A General Outline of Lakota Sioux Philosophy::

This article is based on an extensive review of literature relating to Lakota Sioux philosophy and is supplemented by material gathered during the author's 12 months of interviews and field research in South Dakota between 1998 and 1999 as part of anthropological doctoral research on Lakota Sioux environmental activism at the University of Oxford.

Introduction

Within a Lakota framework, the physical world is the visible manifestation of the invisible, spiritual world.
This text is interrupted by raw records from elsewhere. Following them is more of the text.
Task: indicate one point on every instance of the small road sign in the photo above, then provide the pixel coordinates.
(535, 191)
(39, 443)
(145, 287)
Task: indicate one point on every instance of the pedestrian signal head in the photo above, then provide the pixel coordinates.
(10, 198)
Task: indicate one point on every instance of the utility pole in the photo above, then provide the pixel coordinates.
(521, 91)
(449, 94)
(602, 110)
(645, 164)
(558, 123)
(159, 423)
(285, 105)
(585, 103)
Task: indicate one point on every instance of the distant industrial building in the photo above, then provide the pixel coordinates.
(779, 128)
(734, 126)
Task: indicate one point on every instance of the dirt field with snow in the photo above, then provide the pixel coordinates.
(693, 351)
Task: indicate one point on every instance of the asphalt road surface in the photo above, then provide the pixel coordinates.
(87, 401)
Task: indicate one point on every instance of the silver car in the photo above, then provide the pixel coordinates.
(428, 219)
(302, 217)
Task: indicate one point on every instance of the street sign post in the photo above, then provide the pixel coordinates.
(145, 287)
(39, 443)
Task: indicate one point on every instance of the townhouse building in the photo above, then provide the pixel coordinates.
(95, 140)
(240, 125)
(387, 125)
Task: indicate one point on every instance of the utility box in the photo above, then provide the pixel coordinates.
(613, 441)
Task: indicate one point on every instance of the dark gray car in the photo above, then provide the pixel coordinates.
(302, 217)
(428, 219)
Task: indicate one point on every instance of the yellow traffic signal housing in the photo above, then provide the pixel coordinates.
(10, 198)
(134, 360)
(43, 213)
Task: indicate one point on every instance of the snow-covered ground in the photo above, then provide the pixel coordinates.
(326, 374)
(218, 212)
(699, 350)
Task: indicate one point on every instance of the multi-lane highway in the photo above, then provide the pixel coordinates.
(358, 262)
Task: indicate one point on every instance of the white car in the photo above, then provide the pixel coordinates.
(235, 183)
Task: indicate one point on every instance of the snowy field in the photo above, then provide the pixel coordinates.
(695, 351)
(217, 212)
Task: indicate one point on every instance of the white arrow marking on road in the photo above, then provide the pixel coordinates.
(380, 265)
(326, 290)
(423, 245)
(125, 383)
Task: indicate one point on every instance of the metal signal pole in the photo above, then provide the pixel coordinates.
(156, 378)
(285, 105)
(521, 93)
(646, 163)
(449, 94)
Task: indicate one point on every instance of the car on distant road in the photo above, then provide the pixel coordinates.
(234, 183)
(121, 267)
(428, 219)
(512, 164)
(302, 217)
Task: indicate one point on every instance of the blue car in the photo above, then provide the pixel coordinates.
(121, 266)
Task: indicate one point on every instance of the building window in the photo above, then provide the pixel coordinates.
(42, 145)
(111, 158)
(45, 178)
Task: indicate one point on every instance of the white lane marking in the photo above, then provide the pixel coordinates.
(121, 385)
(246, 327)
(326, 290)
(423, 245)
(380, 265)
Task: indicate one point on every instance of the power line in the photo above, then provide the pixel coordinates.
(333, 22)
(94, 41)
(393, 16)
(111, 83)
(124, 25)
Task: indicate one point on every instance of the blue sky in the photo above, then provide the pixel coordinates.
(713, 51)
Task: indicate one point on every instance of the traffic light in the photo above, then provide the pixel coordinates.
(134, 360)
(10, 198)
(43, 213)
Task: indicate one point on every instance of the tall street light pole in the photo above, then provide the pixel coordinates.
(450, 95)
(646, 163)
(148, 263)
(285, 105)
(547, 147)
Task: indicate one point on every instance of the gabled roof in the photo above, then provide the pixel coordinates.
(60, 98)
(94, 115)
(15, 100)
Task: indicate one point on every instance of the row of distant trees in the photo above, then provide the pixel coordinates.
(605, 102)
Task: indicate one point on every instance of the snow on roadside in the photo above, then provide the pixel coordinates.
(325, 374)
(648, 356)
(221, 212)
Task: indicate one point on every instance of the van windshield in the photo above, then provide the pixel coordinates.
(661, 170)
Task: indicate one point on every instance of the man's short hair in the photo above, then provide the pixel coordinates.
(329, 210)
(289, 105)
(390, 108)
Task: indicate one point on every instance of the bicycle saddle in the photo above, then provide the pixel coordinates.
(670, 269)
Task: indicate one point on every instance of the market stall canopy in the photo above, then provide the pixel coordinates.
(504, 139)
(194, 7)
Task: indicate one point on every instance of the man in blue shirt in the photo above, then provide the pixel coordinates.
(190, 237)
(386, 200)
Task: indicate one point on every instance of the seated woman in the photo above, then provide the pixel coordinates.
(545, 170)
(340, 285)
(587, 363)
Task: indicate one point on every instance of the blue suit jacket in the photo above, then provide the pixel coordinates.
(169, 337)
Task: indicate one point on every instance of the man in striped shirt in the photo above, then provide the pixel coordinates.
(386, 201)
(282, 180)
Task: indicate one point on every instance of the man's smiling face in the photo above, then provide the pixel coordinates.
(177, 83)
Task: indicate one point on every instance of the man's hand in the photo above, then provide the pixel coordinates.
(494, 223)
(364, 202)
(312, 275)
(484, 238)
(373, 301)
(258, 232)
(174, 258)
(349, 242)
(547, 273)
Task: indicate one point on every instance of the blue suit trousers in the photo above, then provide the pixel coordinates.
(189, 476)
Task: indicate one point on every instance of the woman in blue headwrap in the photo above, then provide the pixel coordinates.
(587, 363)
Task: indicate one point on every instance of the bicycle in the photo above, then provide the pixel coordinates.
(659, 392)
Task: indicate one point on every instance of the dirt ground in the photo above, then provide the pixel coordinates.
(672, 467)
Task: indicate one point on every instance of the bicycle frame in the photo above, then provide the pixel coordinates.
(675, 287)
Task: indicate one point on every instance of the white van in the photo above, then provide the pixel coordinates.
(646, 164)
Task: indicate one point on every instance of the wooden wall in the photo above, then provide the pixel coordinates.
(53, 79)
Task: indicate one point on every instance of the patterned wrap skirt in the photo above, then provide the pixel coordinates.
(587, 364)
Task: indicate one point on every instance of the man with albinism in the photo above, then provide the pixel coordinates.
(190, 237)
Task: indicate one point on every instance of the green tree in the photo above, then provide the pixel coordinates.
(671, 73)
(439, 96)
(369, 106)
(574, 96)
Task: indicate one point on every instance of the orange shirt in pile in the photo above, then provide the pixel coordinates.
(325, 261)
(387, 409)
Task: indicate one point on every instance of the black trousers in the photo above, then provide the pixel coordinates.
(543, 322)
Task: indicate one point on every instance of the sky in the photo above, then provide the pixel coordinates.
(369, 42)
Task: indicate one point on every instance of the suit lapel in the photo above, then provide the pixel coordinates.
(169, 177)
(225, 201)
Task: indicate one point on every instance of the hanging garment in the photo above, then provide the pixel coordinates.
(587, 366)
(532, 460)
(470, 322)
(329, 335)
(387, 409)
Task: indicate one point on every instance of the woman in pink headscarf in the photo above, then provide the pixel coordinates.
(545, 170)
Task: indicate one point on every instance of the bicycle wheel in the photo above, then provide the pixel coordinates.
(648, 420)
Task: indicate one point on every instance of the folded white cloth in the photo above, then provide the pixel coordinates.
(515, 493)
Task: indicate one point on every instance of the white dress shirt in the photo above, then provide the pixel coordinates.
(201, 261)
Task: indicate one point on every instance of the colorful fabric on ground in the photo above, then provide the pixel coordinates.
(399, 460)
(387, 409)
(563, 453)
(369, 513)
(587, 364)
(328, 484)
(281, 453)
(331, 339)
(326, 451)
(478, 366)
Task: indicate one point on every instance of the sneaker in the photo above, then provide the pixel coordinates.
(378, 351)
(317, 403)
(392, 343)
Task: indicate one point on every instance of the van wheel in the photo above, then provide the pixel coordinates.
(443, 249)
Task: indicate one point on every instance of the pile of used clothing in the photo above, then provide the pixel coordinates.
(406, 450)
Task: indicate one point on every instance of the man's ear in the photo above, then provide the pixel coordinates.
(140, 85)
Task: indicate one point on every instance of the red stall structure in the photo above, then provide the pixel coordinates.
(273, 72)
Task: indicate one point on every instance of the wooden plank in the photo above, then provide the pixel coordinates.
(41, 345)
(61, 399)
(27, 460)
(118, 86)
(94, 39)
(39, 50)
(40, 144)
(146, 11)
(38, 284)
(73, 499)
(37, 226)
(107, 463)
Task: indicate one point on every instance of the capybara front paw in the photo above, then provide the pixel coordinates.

The visible landscape is saturated with symbolic representations of the invisible, awaiting discernment from an intuitive and open body and mind. Discernment is possible because all things share of the same wakan, or sacred, substance, and all things ultimately have their coalescence in a spiritual totality known as Wakantanka. Because visible symbols speak of invisible truths, and because the Wakantanka inheres in all things, identifying symbols is imperative in the Lakota worldview. "Be open to everything you see, because Wakantanka speaks through everything," is a common refrain, even today.

This article and the ones that follow it in the Lakota Religion section presents a description of some of these symbolic representations of Wakantanka: numbers, shapes or patterns, colours, animals, plants, stones and astronomical phenomena. It also summarises the basic tenets of Lakota philosophy that still endure to the present day.